Mark Merasty may not have planned to take 25 years to finish his English degree, but that’s the way it worked out. One thing is for certain, he was determined to succeed.

When Mark started, the university was known as the Saskatchewan Indian Federated College. 25 years later, he would graduate from the First Nations University of Canada as part of the class of 2015.

Mark was the third of his brothers to come to the Regina campus. Brothers Ben and Ron Merasty had previously graduated from the University of Regina.

He started as a Visual Arts major, but that would soon change. Professor Bernie Selinger suggested Mark major in English.

“He must have recognized something within my writing,” says Mark.

As a First Nations student, Mark enjoyed learning about everything from arts and language to governance and health studies, taught from an indigenous perspective.

But life often got in the way, and Mark took two big breaks between 1994-2000 and 2002-2014.

During these periods he worked down south for five years in Connecticut and also spent six years on the Peter Ballantyne Cree Nation, his home reserve.

But the camaraderie of the staff and students always brought him back.
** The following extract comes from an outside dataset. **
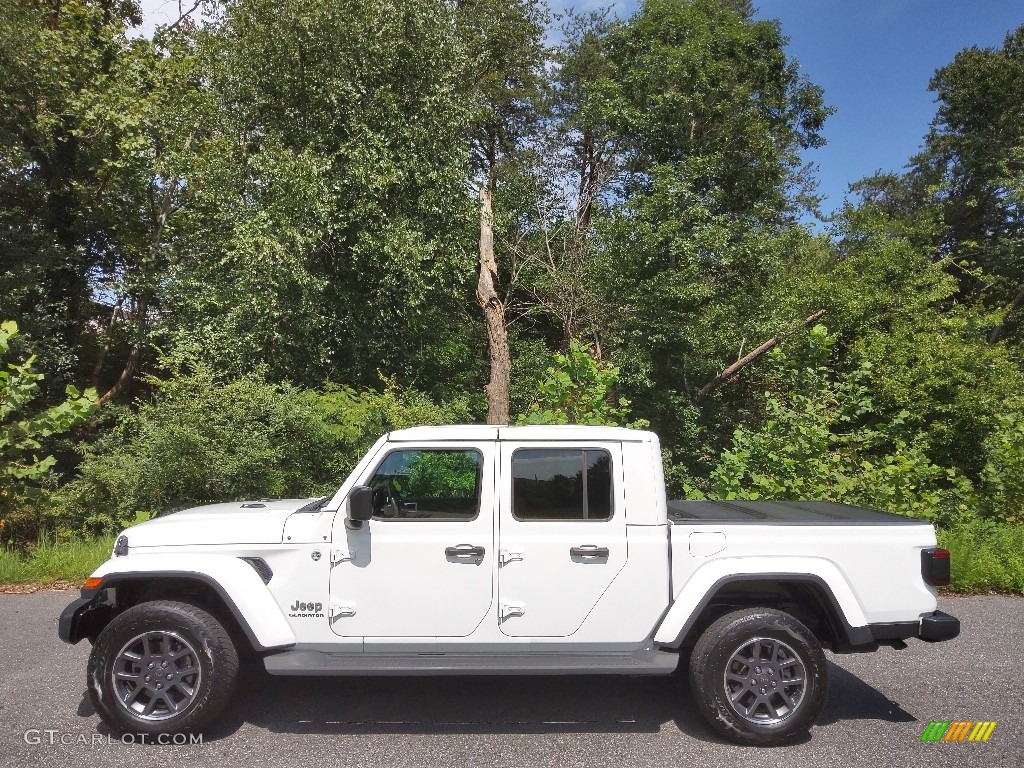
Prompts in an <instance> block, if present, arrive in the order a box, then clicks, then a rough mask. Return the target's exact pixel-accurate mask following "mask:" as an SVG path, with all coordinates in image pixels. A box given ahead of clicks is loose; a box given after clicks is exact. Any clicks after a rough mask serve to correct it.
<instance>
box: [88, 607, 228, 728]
mask: <svg viewBox="0 0 1024 768" xmlns="http://www.w3.org/2000/svg"><path fill="white" fill-rule="evenodd" d="M238 674H239V656H238V652H237V651H236V649H234V645H233V644H232V643H231V640H230V637H229V636H228V634H227V632H226V631H225V630H224V628H223V627H222V626H221V625H220V623H219V622H218V621H217V620H216V618H214V617H213V616H212V615H210V613H208V612H207V611H205V610H203V609H202V608H199V607H197V606H195V605H191V604H189V603H180V602H172V601H169V600H157V601H153V602H146V603H140V604H139V605H135V606H133V607H131V608H128V609H127V610H125V611H124V612H123V613H121V614H120V615H118V616H117V617H115V618H114V620H113V621H112V622H111V623H110V624H109V625H106V627H105V628H103V631H102V632H101V633H100V635H99V637H98V638H97V639H96V644H95V645H94V646H93V648H92V653H91V655H90V656H89V666H88V673H87V682H88V685H89V696H90V698H91V699H92V703H93V706H94V707H95V708H96V711H97V712H98V713H99V716H100V717H101V718H102V719H103V721H104V722H105V723H106V724H108V725H110V726H111V727H112V728H114V729H115V730H117V731H119V732H121V733H128V732H130V733H146V734H160V733H182V732H199V731H202V730H203V729H204V728H205V727H207V726H208V725H210V724H211V723H212V722H213V721H214V720H215V719H216V717H217V716H218V715H219V714H220V712H221V711H222V710H223V708H224V706H225V705H226V703H227V700H228V699H229V698H230V695H231V692H232V690H233V689H234V684H236V681H237V679H238Z"/></svg>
In 2014, Mark returned.

He says his final year was “a true workout of the brain,” when he managed to complete seven English courses in only two semesters.

Today, he hopes to use his English degree to go abroad and teach English as a Second Language, possibly in South America or Hong Kong.

Overall, Mark always looked forward to returning to the faculty, so much so that he says “I wanted to prove success in the program, and the whole concept of SIFC.”

Mark felt by graduating he could be an example of what this university embodies, an Indigenous university where Indigenous people can succeed.

Thanks to his tenacity, Mark became one the most recent alumni of FNuniv.